The president’s social communication’s adviser, Emad Abdel Ghafour, plans to visit Port Said in two days, a source close to the president’s office told Turkish news agency Anadolu Thursday. Protesters began a civil disobedience campaign in the city five days ago.
The visit of the founder of the recently established Salafi Watan Party is intended to contain the issue.
Shipyard workers continued striking for the fifth consecutive day Thursday, joining demonstrators from the Port Fouad City Council as part of the ongoing campaign.
Together they marched through the streets, blocking roads as they protested against President Mohamed Morsy and the sentencing of 21 Port Said residents to death over the football stadium massacre, where more than 70 died in February last year. Another 40 died in violent clashes after the verdict was read 25 January.
President Mohamed Morsy has attempted to calm the situation in the city by assigning a judge to head investigations into the post-verdict deaths, allocating LE400 million of Suez Canal revenue to developing Suez, Ismailia and Port Said, and making Port Said a free trade zone.

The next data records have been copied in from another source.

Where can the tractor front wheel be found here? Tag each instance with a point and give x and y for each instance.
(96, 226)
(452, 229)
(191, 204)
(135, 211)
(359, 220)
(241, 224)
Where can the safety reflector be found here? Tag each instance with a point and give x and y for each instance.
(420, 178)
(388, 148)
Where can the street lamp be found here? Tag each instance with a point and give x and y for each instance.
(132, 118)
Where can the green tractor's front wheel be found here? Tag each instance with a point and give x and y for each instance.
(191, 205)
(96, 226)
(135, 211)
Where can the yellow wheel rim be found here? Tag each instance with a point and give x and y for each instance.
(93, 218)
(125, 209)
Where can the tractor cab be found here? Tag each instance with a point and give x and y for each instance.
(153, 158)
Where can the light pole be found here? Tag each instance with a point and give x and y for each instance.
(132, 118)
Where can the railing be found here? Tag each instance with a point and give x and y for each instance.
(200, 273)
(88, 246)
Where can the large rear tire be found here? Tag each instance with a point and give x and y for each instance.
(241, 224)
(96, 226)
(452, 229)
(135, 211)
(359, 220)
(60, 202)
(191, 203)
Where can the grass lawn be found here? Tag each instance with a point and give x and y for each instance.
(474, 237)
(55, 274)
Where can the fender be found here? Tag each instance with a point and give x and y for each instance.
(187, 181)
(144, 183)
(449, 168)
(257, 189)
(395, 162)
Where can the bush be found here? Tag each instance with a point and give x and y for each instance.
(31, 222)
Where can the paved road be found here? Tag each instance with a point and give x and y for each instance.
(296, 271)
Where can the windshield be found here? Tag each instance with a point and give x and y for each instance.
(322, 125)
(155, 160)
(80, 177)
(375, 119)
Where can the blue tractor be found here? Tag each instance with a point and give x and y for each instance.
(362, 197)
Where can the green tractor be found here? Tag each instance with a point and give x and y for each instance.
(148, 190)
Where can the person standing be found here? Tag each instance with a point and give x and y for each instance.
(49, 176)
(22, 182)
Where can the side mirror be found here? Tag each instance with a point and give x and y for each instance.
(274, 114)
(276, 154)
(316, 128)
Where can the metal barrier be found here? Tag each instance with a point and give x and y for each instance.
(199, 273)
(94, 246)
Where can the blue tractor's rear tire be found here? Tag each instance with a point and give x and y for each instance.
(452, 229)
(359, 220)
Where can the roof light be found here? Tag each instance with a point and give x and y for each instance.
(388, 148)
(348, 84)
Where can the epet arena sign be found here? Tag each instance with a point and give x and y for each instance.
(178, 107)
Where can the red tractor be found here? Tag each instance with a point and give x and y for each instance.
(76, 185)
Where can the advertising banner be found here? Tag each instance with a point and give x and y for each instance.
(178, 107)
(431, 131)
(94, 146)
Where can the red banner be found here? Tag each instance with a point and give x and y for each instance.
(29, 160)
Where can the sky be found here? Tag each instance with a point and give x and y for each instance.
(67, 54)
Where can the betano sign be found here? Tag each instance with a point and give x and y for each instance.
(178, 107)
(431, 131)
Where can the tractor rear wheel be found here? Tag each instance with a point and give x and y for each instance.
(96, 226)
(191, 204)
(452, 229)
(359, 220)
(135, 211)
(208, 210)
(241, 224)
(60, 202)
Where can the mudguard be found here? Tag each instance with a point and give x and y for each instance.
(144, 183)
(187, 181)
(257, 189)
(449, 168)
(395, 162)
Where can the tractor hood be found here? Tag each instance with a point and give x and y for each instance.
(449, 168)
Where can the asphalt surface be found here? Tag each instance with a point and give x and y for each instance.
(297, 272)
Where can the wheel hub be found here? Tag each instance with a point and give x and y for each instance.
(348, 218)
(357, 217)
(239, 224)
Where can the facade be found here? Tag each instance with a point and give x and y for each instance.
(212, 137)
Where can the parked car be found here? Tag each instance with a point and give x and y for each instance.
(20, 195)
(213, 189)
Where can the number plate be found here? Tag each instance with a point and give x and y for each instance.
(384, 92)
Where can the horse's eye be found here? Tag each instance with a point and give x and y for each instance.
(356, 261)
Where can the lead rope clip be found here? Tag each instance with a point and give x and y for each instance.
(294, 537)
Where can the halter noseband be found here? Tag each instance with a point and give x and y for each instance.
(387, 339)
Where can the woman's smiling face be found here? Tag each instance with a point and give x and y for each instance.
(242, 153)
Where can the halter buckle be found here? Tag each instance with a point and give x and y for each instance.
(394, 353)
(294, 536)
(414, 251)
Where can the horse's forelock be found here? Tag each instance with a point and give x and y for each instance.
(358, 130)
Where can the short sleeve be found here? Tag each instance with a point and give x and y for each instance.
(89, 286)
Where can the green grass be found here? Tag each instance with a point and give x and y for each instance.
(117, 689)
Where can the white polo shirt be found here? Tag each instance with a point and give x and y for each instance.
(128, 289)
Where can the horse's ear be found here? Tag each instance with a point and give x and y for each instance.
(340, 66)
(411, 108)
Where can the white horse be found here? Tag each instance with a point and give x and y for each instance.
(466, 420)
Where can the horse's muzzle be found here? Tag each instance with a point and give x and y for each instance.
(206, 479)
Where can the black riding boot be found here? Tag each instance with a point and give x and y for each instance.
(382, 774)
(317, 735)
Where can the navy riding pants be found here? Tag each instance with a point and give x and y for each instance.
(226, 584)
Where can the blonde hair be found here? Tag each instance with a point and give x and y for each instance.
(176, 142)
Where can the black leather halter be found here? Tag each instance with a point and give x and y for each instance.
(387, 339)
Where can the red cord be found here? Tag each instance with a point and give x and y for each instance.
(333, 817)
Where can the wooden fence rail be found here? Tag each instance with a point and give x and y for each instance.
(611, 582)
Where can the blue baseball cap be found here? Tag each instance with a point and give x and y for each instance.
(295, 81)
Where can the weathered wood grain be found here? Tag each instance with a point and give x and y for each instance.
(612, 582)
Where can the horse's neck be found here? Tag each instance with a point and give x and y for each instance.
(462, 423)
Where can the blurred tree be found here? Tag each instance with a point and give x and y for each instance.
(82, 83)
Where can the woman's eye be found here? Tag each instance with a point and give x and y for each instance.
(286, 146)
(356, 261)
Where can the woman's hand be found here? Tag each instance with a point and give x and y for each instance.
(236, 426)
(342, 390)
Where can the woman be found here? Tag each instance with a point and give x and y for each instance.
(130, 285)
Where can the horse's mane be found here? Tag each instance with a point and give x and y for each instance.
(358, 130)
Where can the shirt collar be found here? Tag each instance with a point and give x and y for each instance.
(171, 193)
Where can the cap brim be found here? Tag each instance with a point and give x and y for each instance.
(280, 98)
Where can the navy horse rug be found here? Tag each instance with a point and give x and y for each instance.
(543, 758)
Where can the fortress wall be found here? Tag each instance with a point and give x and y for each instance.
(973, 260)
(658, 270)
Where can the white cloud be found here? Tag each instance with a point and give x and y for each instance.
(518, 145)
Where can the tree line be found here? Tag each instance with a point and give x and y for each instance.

Former President Hosni Mubarak had canceled the free trade zone in Port Said, a move which many say had negative economic effects.
Thousands of workers, public employees, students and families of those wounded or killed in the post-verdict violence participated in the campaign, which has included strikes, protests and sit-ins. Residents have voiced frustration that authorities have yet to bring to trial those allegedly involved in the violence.
“We feel the pain the murderers caused the people of Port Said,” said worker Mohamed Asran.